The Tcherniakov production achieves its singular clarity almost literally, with its savvy use of moveable Plexiglas panels. In one performance Marlis Petersen, the perpetual-motion Lulu of this production and, until recently, of our time, slammed into one of them, nearly ending prematurely her 100-performance run with the role, which would have been tragic while somehow essentially Lulu-ish. Seeing it is like cleaning your "Lulu" glasses.

Berg's uncompleted but fully sketched 1935 opera was first performed in its full three acts in Friedrich Cerha's masterly completion in Paris in 1979. Berg's score, if incomplete, left detailed instructions about how "Lulu" should look as well as sound.
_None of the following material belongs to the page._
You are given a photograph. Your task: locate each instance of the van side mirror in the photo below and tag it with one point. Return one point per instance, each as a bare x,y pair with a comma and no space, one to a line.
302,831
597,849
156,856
But from that belated Paris "premiere," all manner of accretions have accumulated like plaque on Berg's libretto. In Tcherniakov's see-through staging, they have fallen off like birds flying into plate glass, dropping broken-necked.
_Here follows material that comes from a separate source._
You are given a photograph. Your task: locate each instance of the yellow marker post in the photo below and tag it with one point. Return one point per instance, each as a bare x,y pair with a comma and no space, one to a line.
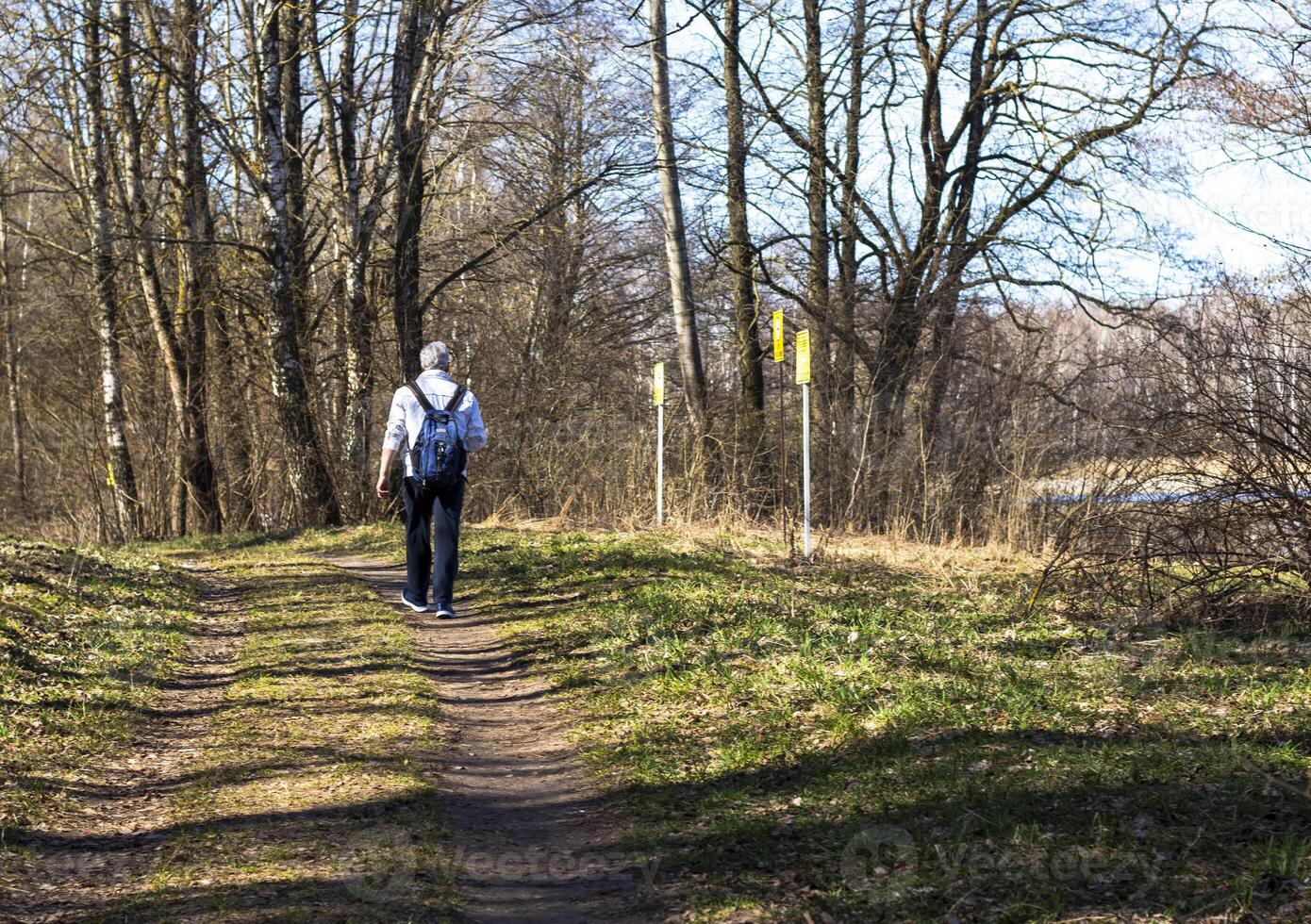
804,380
658,400
779,355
(One of the truer stagings was San Francisco Opera's in 1989, a Lotfi Mansouri production with Ann Panagulias - the smartest, most dramatically multifaceted and musically accurate Lulu in my long experience of the opera - as one of the pioneering proponents of the idea that Lulu was more than self-absorbed slut. Even the great Teresa Stratas allowed her stage allure, equal parts sex and danger, to re-vamp the "old" Lulu.)

Petersen, whose farewell appearances in the role at the Met last year were obscured by William Kentridge's cluttered production, is transfixing throughout this occasionally glaringly clear production, lit potently by Gleb Filshtinsky. She's been vocally more true elsewhere, but by this 2015 staging she's at her most penetrating dramatically. The physical acting in Act III, Scene 1 is as good as you'll witness on an opera stage.

There her drunken (and still champagne-swilling) Lulu exhibits, on the turn of a dime, Lucille Ball-level comedy and the convulsive spasms of a torture victim. She has drilled so far down into the core of this complex character that the far more famous mirror aria of the first act and the "Lulu-Lied" of the second yield right-of-place to the short Act III monologue. There she tells us, plain as can be, in matters of Eros what she must not submit. Threatened with deportation to a brothel, she declares, "I cannot sell the one thing that is truly mine."

I've heard out lesbians at the top of their vocal games sing memorable Geschwitzes. While I don't know Daniela Sindram's orientation, she's the first that has seemed to me a credible lesbian, and she fully captures the character's pathos and plight.

The two women lead a cast without a single deficiency and several clear standouts. Rainer Trost's sexy painter is uncommonly sympathetic, and his reappearance in the final scene as Lulu's second john (Berg's "Neger," minus the blackface) is meted out in a few telling strokes that make him arguably more sinister than her other two clients. While I've been indifferent to Bo Skovus in the past, his Dr. Schoen/Jack the Ripper is easily the best, most developed I've seen live.

Tcherniakov's rich working of his concept (as usual, he also designed the sets) never stands in the way of singer-direction at its most differentiated and evolved. That first scene of the last act is probably the most intricate, difficult ensemble in all of opera. (Berlin recently solved its abundant problems by cutting the entire, crucial episode.) It's not just a prodigy of stagecraft, it's an actualization of the human menagerie Berg promises in the Prologue.

Without cuts or a hint of rushing, it's the fastest "Lulu" I've seen, if only because it never takes a breath. It lets the ambiguities, contradictions and blunt declamations of the text come at you exactly the way they do in real life, far too fast to sort out.

Nearly a century later the piece is still nearly too hot to handle. While allowing the fleeting moments of onstage "sex" to regain their shock value, these artists together trace the inevitably deadly consequences of sex too readily loosed and surrendered to.

Characteristically, conductor Kirill Petrenko touches both the absolute zero and the hot running lava of the music, and every distinct, clearly audible note in-between, without once reminding you that he's even there.